Response to Chris Wright’s address

The following is a letter I sent to Chris Wright in response to his address:

Dear Chris,

I recently listened to your address to Cape Town 2010 via the video on its website. Thank you for your important and needed focus on the church itself and church/mission leaders. As bold as your address was, however, I suggest that you did not go far enough and deep enough for a reformation that is truly redemptive change. For such individual and collective transformation, we need to challenge certain basic assumptions underlying our actual function (not necessarily our theology). We are challenged to prayerfully examine two assumptions in particular, with the Spirit.

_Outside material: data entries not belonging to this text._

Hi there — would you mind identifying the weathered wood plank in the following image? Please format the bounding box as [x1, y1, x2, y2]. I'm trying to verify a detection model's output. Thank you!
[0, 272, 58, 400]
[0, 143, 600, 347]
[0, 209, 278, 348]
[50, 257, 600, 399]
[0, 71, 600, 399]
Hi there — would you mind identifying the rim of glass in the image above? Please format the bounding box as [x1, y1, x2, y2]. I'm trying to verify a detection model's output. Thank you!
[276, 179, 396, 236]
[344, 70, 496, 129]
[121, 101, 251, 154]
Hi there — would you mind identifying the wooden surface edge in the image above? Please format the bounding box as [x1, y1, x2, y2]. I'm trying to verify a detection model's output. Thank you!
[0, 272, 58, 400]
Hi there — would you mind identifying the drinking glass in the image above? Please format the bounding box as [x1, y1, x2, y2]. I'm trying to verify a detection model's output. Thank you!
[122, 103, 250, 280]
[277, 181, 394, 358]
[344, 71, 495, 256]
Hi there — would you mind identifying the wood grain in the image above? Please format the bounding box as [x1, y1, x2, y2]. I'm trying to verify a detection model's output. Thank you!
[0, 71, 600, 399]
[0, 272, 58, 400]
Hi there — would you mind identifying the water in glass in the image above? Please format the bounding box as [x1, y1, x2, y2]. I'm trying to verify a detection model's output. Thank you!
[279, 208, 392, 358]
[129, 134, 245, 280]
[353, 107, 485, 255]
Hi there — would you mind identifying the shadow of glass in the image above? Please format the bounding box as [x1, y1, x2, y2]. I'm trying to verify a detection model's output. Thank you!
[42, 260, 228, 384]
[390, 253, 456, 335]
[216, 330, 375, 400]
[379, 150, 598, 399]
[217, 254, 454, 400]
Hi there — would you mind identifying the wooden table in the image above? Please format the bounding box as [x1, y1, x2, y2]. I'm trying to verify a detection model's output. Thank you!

The first assumption is our theological anthropology; specifically, we need to ongoingly challenge how we define the human person, and thus how we function. Our human construction of personhood is, universally, based on what we do (e.g., performance, achievements) and have (e.g., power, status, reputation, wealth, education, not to mention spiritual gifts). These define the person from the outer in, and thus in quantitative terms, such that the more the better—yet that more is defined always in a comparative process with others. How we define our person determines how we “do” relationships, both with God and each other (e.g., Mk 7:6). Idolatry must be understood more deeply as how we define ourselves, and that which determines our function. Idolatry also must be understood for its full relational implications: who and what defines us and determines how we function. Therefore, repentance from idolatry must go beyond the mere outer-in rejection of power, pride, popularity and success, to the underlying source of who defines the person—is it God, or from human construction? (cf. Mk 7:7-8). Redemptive change necessarily requires both dying to our terms for relationship with God, and being raised up as his new creation family ‘already’, the church. This means submitting to and being redefined by Jesus on his terms for all who follow him, which constitute the terms of grace.

God’s grace is only for intimate relationship with himself, by which we must function with “nothing less and no substitutes” of our whole person, notably our open and vulnerable hearts (cf. 2 Cor 12:7-9). God’s relational context and intimate relational process are notably embodied by Jesus in the incarnation. This is the only relationship that brings us wholeness (peace), and collectively constitutes us as God’s new creation family in likeness of the whole of God, the Trinity, as Jesus made definitive for our relationships together both to experience in the church and to witness to its relational reality in the world (Jn 17:20-23). Only when we function openly and vulnerably in relationship with God and each other are God’s terms of grace being submitted to. But to function on God’s terms of grace requires change from the inner out (i.e., metamorphoō in contrast to metaschematizō, outer-in change), the outcome of which is humility, integrity and simplicity—to define our person(s) and function as who we are and whose we are.

The second assumption is about how we approach Scripture. Chris, your address made the important call to Bible-based preaching. Here, however, we cannot assume that merely focusing on the biblical text—in study and preaching—involves us with Jesus on his terms, in his relational epistemology of the involvement of our whole person with him (e.g., Jn 14:9). Jesus never assumes this. Unless church leaders, theologians, and biblical scholars read Scripture in Jesus’ relational epistemic process, we will continue to disembody the Word so that Scripture becomes equated with, and reduced to, merely a source of information about God rather than the “words from God’s mouth” given only for relationship together (Lk 8:18; cf. Lk 10:21), to be a source for correct doctrine but without relational significance to either God or ourselves.

The Christian academy must therefore also take responsibility for the sad state of God’s church in the world because the academy reinforces the human construction of defining the human person and function based on what one does and has. Individual and institutional reputation, publishing record, name recognition, numbers, accreditation—all engage in forms of “peddling the word of God,” however unintentionally that may be. One can only conclude that transformation of God’s church must include transformation of the Christian academy and its preparation of church/missions leaders.

Chris, earlier this year you stated the need for “whole gospel,” but you focused primarily in quantitative terms. These quantitative terms should never take priority over God’s purposes for the qualitative involvement of his daughters and sons in intimate and equalized relationships together as his new creation family. Anything less and any substitutes has no significance to God, nor can constitute redemptive change for God’s church—that is, transformation, not reformation. The lack of this quality of involvement together was evident in planning of Cape Town 2010, primarily by Western Christians. The “radical return” to Jesus and Scripture indeed is more radical—and more exciting—than many church/missions/academy leaders and participants may want. Yet, can we settle for anything less? God holds us accountable for all he has shared of himself and his desires/purposes with us.

To extend this needed conversation and for in-depth study of these issues, please refer to the studies on our website, www.4X12.org, especially Sanctified Christology: A Theological & Functional Study of the Whole of Jesus and The Whole of Paul and the Whole in His Theology: Theological Interpretation in Relational Epistemic Process.

Again, my brother, I am indeed thankful for all that you did say in your bold address. In these days of celebrating Jesus’ whole person in the incarnation, may the Spirit continue to pursue your own heart for his purposes! My husband and I pray for you and the church around the world.